A coalition of political lobby groups opposed to the bill, including the Human Rights Campaign, American Civil Liberties Union, Center for American Progress Action Fund, American Military Partner Association and Americans United for Separation of Church and State collected signatures against it. More than 320,000 people signed the petition.

The organizations, though, particularly placed pressure on Sen. John McCain to block the Russell Amendment. McCain, who serves as the chair of the Senate’s Armed Services Committee, had been instrumental in preventing the passage of a similar “religious liberty” bill in Arizona two years ago: State Bill 1062 faced a backlash from corporate leaders, including the National Football League, that would have led to an estimated $140 million blow to the state’s economy.

After McCain urged Arizona Gov. Jan Brewer to veto SB 1062, which had passed the state’s House and Senate, she did just that.

The lobbying efforts appear to have been successful once again. A congressional aide told the Blade that Republicans had backed off the Russell Amendment, claiming that the provision was “always an imperfect remedy” to the nationwide battle over religious protections. The anonymous source did add, however, that the fight isn’t over. “Subsequent to the election, new paths have opened up to address those issues,” he said.

While LGBT rights advocates might claim the failure of the Russell Amendment a victory, that last sentence is an eerie reminder of the challenges that queer people will face under a Donald Trump presidency.

On his first day in office, the president-elect has vowed to do the very same thing that the Russell Amendment authorizes: overturn of protections for federal LGBT contractors. During the 2016 presidential race, Trump vowed to overturn Obama’s executive orders. The president-elect has yet to back off that pledge (unlike his recent flip-flops on an Affordable Care Act repeal, which had been central tenet of his campaign, and assigning a federal prosecutor to imprison his former challenger Hillary Clinton).

In allowing for discrimination against LGBT workers, Trump will likely have the support of his vice president, Mike Pence. As the governor of Indiana, Pence personally signed into law the Religious Freedom Restoration Act.

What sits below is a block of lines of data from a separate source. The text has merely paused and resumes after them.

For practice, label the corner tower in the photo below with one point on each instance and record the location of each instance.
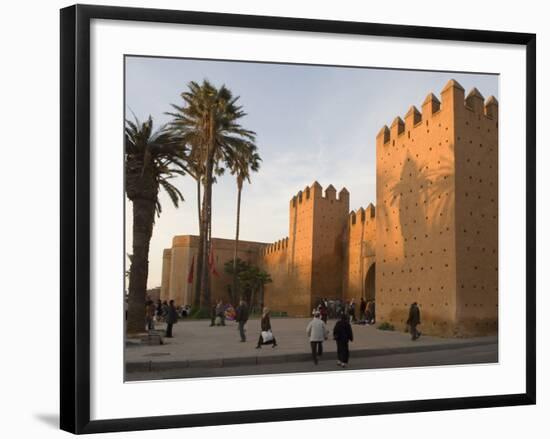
(436, 220)
(317, 223)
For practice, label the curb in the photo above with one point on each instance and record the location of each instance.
(155, 366)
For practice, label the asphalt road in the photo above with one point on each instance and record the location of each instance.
(467, 355)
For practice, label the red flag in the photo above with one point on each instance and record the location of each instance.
(211, 262)
(191, 271)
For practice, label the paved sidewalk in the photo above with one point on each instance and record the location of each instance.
(196, 344)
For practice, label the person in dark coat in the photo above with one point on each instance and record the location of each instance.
(414, 320)
(171, 318)
(212, 314)
(323, 309)
(241, 318)
(352, 310)
(265, 324)
(343, 334)
(362, 308)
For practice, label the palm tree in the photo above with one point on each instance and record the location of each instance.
(208, 122)
(152, 159)
(245, 163)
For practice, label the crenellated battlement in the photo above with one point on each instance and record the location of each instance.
(361, 215)
(315, 192)
(278, 246)
(452, 99)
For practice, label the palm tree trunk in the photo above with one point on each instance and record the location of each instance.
(143, 219)
(200, 255)
(235, 277)
(204, 299)
(199, 199)
(197, 295)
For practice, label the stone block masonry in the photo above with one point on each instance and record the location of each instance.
(432, 238)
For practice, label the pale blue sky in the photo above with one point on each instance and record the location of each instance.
(312, 123)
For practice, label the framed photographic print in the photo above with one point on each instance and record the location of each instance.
(251, 205)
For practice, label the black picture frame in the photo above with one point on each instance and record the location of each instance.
(75, 217)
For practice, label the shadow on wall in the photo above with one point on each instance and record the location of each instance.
(424, 199)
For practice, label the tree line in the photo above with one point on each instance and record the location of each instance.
(202, 140)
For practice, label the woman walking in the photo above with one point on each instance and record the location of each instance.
(171, 318)
(343, 334)
(266, 336)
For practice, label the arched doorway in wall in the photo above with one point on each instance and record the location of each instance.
(370, 283)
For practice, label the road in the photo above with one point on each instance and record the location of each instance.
(466, 355)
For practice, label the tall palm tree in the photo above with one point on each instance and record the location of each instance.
(208, 121)
(246, 162)
(152, 159)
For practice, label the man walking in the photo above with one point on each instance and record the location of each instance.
(362, 309)
(317, 333)
(414, 320)
(242, 317)
(343, 334)
(171, 318)
(220, 312)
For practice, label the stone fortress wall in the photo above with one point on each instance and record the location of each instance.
(436, 177)
(432, 238)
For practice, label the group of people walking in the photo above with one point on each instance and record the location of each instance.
(317, 330)
(160, 311)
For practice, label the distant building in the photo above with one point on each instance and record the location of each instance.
(153, 293)
(433, 237)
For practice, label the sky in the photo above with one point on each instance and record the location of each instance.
(313, 123)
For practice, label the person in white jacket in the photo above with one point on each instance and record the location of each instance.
(317, 332)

In a 2015 interview with George Stephanopoulos of ABC’s "This Week," Pence defended the law, claiming that it was “absolutely not” a mistake.

Aside from his running mate, Trump’s White House appears to be stacked with figures who have made a name for themselves by opposing equal rights for LGBT people.

Milwaukee County Sheriff David Clarke, a front-runner to helm the Department of Homeland Security, has claimed that trans people “suffer from mental disorders” and live a “freakish lifestyle.” Betsy DeVos, tapped to head up the Department of Education, donated $200,000 to a 2004 effort to add an amendment to Michigan’s constitution defining marriage as a union solely between a man and a woman. Tom Price, who could become the new health and human services secretary, co-sponsored the First Amendment Defense Act, yet another bill allowing anti-LGBT discrimination in the name of religion.

The latter bill, co-authored by Mike Lee, R-Utah, and Raul Labrador, R-Idaho, was introduced in 2015 and some form of it stands a decent shot at passage under a Congress soon to be controlled by Republicans in both houses. Trump has previously stated his support for the First Amendment Defense Act.

The Russell Amendment may be DOA for now, but the threat of anti-LGBT discrimination under Trump is here to stay.